UrbanDigs looked at the most recent data available for its report, which is the 2020 value of Trump's properties. That is a period during which Trump ultimately lost the election and then repeatedly questioned the legitimacy of President Biden's victory.

As Insider reported after the election, the prices in Trump buildings did falter, but residents and realtors were optimistic about the building's future.

However, the Trump name has been dragged through the mud even more in 2021, after a violent insurrection on the Capitol by Trump supporters left five dead and seemed to throw the peaceful transfer of power into question. Trump became the first president to be impeached twice.

Groups began to cut ties with the Trump Organization, including the Girl Scouts and the city of New York. Apartment owners at the Upper East Side's Trump Palace reportedly met to discuss removing Trump's name from the building, Bloomberg reported.
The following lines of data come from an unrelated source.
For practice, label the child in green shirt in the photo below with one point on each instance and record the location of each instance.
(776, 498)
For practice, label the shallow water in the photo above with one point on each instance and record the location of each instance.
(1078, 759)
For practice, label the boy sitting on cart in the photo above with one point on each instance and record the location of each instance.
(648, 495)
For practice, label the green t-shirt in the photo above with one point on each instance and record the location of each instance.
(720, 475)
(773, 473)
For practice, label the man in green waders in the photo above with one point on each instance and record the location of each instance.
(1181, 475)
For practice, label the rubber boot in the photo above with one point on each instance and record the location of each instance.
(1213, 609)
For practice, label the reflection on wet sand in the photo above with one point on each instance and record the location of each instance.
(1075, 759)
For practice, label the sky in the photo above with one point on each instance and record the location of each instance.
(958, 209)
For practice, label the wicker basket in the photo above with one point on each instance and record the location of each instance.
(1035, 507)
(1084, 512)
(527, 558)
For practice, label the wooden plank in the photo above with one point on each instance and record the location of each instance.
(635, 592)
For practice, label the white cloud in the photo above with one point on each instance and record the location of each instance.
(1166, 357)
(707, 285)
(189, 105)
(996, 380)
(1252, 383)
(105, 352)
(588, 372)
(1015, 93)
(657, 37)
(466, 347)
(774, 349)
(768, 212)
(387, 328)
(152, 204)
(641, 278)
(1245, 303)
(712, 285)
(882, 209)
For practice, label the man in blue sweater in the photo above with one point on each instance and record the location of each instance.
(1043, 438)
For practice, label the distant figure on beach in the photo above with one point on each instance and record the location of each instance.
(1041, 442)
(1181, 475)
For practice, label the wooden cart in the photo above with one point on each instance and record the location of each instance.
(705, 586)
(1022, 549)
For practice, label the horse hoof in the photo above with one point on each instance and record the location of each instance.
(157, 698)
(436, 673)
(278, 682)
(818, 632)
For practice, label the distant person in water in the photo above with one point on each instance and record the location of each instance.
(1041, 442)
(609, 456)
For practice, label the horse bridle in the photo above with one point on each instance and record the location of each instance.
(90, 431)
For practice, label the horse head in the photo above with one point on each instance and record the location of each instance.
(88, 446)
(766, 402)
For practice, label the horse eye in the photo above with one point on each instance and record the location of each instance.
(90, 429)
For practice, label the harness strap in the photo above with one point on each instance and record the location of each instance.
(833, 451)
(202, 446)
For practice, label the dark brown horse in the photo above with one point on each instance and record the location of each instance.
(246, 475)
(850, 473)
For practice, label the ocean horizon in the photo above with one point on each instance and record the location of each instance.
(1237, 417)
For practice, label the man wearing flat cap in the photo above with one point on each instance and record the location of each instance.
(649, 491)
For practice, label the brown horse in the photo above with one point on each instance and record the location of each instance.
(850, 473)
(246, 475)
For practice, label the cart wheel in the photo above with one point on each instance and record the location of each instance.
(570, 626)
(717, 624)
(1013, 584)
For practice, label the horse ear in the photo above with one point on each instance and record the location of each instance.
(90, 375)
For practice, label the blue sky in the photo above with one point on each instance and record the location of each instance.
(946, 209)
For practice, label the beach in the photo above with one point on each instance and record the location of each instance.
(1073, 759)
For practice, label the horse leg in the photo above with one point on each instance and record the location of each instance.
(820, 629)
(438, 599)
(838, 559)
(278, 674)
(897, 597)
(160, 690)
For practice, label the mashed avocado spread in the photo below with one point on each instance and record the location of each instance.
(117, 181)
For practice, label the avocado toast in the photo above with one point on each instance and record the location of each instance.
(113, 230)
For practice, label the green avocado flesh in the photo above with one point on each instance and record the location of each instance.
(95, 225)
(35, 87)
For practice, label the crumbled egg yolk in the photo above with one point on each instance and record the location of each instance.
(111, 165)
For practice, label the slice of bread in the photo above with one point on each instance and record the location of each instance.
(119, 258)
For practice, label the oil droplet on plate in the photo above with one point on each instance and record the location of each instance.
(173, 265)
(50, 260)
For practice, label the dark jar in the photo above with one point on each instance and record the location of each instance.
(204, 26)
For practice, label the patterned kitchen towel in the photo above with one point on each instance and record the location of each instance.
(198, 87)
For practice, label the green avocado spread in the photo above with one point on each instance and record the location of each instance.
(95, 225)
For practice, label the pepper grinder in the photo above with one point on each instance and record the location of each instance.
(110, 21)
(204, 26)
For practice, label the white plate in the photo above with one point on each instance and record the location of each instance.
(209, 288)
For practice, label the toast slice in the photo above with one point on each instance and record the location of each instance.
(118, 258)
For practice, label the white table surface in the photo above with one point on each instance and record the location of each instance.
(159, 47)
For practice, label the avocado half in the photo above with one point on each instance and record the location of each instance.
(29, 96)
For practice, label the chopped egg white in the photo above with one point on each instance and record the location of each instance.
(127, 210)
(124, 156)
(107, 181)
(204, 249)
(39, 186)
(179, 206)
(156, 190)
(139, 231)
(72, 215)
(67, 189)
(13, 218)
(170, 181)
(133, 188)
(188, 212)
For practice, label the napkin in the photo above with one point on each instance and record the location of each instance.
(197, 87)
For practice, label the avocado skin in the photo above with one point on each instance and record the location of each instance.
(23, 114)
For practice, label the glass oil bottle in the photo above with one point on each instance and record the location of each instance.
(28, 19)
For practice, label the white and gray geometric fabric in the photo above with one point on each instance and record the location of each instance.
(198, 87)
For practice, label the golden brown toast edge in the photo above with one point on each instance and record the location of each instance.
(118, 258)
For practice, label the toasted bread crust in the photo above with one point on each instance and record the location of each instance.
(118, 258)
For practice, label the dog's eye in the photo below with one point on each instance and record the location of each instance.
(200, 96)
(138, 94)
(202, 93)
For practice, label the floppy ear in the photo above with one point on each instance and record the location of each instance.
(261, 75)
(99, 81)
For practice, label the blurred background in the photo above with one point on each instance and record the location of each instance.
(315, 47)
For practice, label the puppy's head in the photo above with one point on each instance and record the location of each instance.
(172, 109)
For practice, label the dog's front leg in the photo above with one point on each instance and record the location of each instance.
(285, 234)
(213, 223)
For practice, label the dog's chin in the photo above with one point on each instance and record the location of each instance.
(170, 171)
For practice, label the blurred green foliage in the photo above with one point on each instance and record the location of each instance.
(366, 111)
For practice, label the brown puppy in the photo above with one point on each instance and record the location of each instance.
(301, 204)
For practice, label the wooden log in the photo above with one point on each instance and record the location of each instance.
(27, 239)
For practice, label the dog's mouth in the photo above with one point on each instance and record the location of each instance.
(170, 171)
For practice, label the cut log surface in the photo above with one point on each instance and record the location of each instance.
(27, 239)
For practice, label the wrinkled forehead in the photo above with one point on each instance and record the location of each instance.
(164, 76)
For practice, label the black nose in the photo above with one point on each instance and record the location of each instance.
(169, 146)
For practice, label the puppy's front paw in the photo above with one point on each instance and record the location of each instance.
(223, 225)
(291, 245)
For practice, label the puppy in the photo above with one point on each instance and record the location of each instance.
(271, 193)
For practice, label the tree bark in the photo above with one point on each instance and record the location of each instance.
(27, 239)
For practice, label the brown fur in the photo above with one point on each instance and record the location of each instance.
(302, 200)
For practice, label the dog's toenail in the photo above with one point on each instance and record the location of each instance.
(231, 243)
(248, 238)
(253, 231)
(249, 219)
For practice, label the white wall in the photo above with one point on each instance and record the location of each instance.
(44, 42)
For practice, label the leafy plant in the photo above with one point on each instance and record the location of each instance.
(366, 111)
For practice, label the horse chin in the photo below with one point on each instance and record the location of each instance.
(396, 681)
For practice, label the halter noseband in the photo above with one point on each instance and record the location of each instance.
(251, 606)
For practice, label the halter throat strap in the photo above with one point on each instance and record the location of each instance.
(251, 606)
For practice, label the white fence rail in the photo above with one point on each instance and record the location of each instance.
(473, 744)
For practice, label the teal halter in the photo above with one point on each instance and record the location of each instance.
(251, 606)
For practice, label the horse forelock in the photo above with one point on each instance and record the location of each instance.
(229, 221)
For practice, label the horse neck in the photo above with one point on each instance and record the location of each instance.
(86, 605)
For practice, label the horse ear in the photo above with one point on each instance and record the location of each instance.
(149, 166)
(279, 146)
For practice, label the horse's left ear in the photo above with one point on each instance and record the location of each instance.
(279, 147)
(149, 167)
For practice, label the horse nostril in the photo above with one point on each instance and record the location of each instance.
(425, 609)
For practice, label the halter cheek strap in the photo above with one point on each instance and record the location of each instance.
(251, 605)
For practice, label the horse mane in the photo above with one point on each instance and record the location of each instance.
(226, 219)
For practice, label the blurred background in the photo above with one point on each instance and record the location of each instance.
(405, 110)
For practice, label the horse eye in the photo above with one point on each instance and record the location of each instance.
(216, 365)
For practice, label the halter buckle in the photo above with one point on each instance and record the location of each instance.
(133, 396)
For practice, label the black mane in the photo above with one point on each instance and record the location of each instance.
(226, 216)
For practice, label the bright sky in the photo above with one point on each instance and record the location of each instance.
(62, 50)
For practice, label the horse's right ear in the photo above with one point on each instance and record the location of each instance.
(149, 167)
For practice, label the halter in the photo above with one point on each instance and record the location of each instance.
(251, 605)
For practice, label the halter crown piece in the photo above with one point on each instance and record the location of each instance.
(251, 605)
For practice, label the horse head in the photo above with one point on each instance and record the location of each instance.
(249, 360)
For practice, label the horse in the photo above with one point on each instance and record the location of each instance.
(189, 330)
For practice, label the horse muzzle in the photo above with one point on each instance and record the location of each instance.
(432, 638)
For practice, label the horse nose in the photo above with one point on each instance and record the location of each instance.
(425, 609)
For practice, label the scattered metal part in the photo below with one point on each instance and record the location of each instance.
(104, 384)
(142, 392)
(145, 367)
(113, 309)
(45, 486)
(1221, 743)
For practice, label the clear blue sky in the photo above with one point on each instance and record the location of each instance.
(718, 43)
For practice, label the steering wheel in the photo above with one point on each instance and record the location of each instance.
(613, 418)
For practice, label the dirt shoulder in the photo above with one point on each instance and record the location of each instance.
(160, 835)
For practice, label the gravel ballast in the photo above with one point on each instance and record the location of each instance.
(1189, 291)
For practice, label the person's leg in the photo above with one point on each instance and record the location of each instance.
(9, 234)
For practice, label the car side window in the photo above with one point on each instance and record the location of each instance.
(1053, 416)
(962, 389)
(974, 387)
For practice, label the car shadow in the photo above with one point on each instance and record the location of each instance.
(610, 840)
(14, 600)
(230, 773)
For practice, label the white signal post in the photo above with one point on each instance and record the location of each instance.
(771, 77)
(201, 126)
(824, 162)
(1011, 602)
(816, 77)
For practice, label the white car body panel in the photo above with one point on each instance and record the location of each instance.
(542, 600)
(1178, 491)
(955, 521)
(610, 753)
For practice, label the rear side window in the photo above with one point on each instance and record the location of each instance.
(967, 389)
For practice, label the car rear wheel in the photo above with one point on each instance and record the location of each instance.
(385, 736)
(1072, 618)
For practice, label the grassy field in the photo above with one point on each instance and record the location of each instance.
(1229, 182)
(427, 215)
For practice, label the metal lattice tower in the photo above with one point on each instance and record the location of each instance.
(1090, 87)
Cohen said that, in the weeks before the insurrection, he had fielded some phone inquiries from prospective buyers about the Trump apartments he was representing — but it felt like they were searching for deals.

"From a practical and business standpoint, I think it was just a smart decision to say, 'Let's wait while all the noise kind of surrounding the building and the brand slows down a bit,'" Cohen said. "And then we can think about what our options are probably in a couple months time or maybe longer."

Cohen said that many of the Trump-branded properties happen to be "really nice buildings." He still thinks that, once more time has passed since the insurrection, Trump Tower pricing will rise.

But even if buyers can score a luxury pad for a discounted price, the current situation makes Trump buildings too taboo.

"If I were choosing to market a new project, the Trump name is probably pretty radioactive right now," Cohen said.